Chemnitzer gedenken der Opfer der Pogromnacht
Oberbürgermeisterin ruft zu offenem und tolerantem Miteinander auf –
Stolperstein erinnert an Opfer des Pogroms vor 75 Jahren
Mit einer Kranzniederlegung an der Stele am Stephanplatz gedachten heute etwa hundert Chemnitzer Bürgerinnen und Bürger der Opfer der Pogromnacht vor 75 Jahren. Die Stadt Chemnitz hatte gemeinsam mit der Jüdischen Gemeinde zur Teilnahme an der Gedenkveranstaltung aufgerufen. Die Veranstaltung wurde durch Klezmermusik begleitet.
In ihrer Ansprache erinnerte Oberbürgermeisterin Barbara Ludwig an den 9. November 1938, als in ganz Deutschland jüdische Synagogen brannten: Auch in Chemnitz wirkten damals die Behörden aktiv und akribisch mit bei dieser beispiellosen Diskriminierung, Entrechtung, Vertreibung und Ermordung von über 3500 jüdischen Bürgern unserer Stadt.
„In Chemnitz blüht heute wieder jüdisches Leben. Auf die 2002 geweihte neue Synagoge sind wir stolz. Dass sich unsere jüdischen Mitbürger in Chemnitz wohl und geborgen fühlen, hängt von unserem Handeln ab. Die Mitglieder der jüdischen Gemeinde, die zu uns kamen, vertrauen uns. Ich möchte, dass wir dieses Vertrauen als großen Schatz und großartige Chance sehen.“
Die Chemnitzer Synagoge war ebenfalls den Flammen zum Opfer gefallen. Sie stand bis zu ihrer Zerstörung in der Pogromnacht an dem Ort der alljährlichen Gedenkveranstaltung am Stephanplatz. Die Jüdische Gemeinde Chemnitz feierte 2010 mit nunmehr wieder 610 Mitgliedern ihr 125-jähriges Jubiläum in dem neuen Gotteshaus auf dem Kapellenberg an der Stollberger Straße 28.

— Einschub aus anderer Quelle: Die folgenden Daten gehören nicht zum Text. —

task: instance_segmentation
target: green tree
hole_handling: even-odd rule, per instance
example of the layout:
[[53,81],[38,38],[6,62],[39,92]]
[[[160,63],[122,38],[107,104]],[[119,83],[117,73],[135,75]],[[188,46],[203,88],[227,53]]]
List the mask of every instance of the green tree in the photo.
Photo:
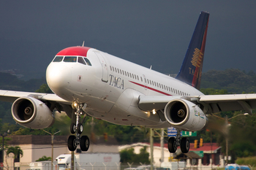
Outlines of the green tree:
[[23,151],[20,149],[20,147],[10,147],[7,149],[7,155],[9,155],[9,154],[13,153],[14,157],[13,157],[13,169],[15,168],[15,159],[18,158],[20,155],[21,157],[23,155]]
[[134,152],[134,149],[123,150],[120,152],[120,161],[122,163],[133,163],[134,165],[149,164],[149,153],[146,151],[146,147],[143,147],[140,150],[140,153]]
[[37,159],[36,162],[45,161],[51,161],[51,157],[46,157],[45,155],[43,155],[42,158]]

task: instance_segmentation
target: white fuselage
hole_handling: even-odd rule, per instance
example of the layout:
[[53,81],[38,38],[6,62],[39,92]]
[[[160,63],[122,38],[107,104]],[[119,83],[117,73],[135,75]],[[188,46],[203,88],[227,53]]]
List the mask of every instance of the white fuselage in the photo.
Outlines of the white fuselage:
[[140,109],[139,96],[203,95],[171,77],[93,48],[86,58],[91,66],[50,63],[47,82],[59,97],[86,104],[87,114],[115,124],[168,127],[157,114]]

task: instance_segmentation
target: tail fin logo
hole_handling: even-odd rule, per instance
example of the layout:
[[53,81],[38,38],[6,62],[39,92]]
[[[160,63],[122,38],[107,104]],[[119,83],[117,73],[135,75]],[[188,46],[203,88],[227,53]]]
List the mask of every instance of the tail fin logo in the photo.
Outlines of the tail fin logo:
[[203,53],[198,49],[195,48],[191,63],[195,67],[200,67]]
[[201,12],[176,79],[200,89],[209,13]]

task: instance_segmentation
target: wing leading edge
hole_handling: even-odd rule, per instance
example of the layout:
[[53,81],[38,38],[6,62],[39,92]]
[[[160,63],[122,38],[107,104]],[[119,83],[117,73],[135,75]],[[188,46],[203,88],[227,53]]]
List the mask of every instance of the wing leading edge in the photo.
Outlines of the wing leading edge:
[[256,109],[256,94],[233,94],[233,95],[206,95],[190,96],[140,96],[138,107],[144,111],[162,110],[166,104],[177,98],[183,98],[194,103],[195,105],[203,106],[206,114],[219,112],[245,110],[248,114],[252,114],[252,109]]
[[13,102],[17,98],[24,96],[34,97],[41,101],[56,101],[65,104],[71,104],[56,94],[0,90],[0,101]]

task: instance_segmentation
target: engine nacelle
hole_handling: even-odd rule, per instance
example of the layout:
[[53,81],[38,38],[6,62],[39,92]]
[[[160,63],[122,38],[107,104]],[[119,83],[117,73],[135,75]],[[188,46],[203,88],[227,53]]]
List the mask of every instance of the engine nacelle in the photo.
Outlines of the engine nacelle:
[[197,105],[182,98],[167,103],[165,116],[171,126],[186,131],[202,130],[208,122],[206,115]]
[[12,115],[18,124],[29,128],[45,128],[54,123],[54,117],[48,106],[33,97],[15,100],[12,106]]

Oberbürgermeisterin Barbara Ludwig hob ferner die Verantwortung heutiger Generationen für den Umgang mit dem schweren historischen Erbe hervor: “Ob sich unsere jüdischen Bürger in Chemnitz wohl und geborgen fühlen, hängt von unserem Handeln ab.” Sowohl im Alltag als auch in der Erinnerungskultur gelte es, sich für eine offene und tolerante Stadt einzusetzen. Zum Gedenken gehörten auch Stolpersteine, die an Bürgerinnen und Bürger von Chemnitz erinnern, die Opfer des Nationalsozialismus wurden.
Dr. Ruth Röcher, Vorsitzende der Jüdischen Gemeinde, ergriff im Anschluss das Wort und mahnte eindringlich, Lehren aus der Vergangenheit zu ziehen. Die Gesellschaft dürfe nicht schweigen, sondern müsse zum richtigen Zeitpunkt die Stimme gegen Rassismus, Fremdenhass und rechte Tendenzen erheben.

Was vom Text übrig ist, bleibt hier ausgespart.